One of the most exciting findings in the past few years is the discovery that, in an animal model, it is possible to reverse some of the symptoms of ASD using biomedical interventions. Using information gained through studies of genetics and animal models, novel drug intervention strategies have been developed and are now ready to move into the human clinical trial phase (for more information about the path to drug discovery click here). Pharmacological Treatment of Rett Syndrome by Stimulation of Synaptic Maturation with IGF-1 (Omar Khwaja, M.D., Ph.D., Harvard Medical School/Children's Hospital Boston) will test whether the medication IGF1 can reverse the core ASD symptoms found in Rett syndrome.
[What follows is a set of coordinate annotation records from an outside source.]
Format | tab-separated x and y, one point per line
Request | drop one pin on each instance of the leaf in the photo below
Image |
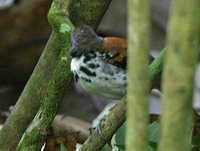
106	148
64	28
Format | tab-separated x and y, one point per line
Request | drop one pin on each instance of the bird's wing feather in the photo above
118	48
Randomized Phase 2 Trial of Rad001 (An Mtor Inhibitor) in Patients with Tuberous Sclerosis Complex (Mustafa Sahin, M.D., Ph.D., Harvard Medical School/Children's Hospital Boston), will evaluate the medication Rad001 to see if it can reverse the core ASD symptoms in Tuberous Sclerosis Complex. Both Rett syndrome and Tuberous Sclerosis Complex are developmental disorders closely related to ASD. In both of these instances, the biological pathways targeted by the drugs have also been implicated in ASD, suggesting that, if successful, these trials stand to serve as proof-of-principle to justify movement into clinical trials in other ASD populations.

"These studies are examples of how discoveries made at the molecular level can really be brought to bear on autism treatment," commented Dr. Dawson. "Our hope is that if these trials with syndromes that are closely related to ASD are successful, we can translate the knowledge gained to treatment studies of individuals with ASD. This is the first step toward developing medicines that target the core symptoms of ASD."
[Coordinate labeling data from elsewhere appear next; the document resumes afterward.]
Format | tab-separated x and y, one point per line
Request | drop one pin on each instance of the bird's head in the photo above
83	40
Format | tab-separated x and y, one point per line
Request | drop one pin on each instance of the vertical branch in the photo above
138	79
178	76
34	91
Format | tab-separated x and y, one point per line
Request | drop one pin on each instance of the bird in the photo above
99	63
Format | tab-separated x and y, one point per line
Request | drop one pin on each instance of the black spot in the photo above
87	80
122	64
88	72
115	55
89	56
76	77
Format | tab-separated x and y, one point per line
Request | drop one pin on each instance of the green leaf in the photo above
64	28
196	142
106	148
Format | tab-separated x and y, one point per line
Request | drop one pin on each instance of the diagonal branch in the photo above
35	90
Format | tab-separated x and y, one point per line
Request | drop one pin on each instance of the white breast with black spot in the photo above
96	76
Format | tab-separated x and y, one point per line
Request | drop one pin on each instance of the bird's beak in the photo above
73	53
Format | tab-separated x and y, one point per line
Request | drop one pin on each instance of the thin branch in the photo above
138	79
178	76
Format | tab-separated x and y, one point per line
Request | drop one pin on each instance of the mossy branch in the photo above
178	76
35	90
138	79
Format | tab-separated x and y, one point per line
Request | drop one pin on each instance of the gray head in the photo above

Another trial will focus on treating anxiety, which affects 1 in 4 affected individuals with ASD. Anxiety can be extremely debilitating for individuals with ASD, and can even hinder their responsiveness to behavioral interventions. Few medications have been tested to treat anxiety. One funded study will examine the ability of the medication Mirtazapine to treat anxiety symptoms in a randomized, placebo-controlled trial in children and adolescents with ASD (Mirtazapine Treatment of Anxiety in Children and Adolescents with Pervasive Developmental Disorders, David Posey, M.D., Indiana University School of Medicine).
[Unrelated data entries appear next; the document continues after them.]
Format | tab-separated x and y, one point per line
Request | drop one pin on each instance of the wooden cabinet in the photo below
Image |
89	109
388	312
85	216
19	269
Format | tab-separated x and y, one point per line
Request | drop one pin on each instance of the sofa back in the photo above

Another new study from Beth Israel Deaconess Medical Center/Harvard Medical School will focus on understanding sleep disturbances, a challenge that affects many people with autism and their families. This study by Robert Stickgold, M.D. will examine the nature of sleep disturbances in ASD, using state-of-the-art EEG techniques and also examining how such disturbances may affect memory consolidation and daily function (The effects of disturbed sleep on sleep-dependent memory consolidation and daily function in individuals with ASD).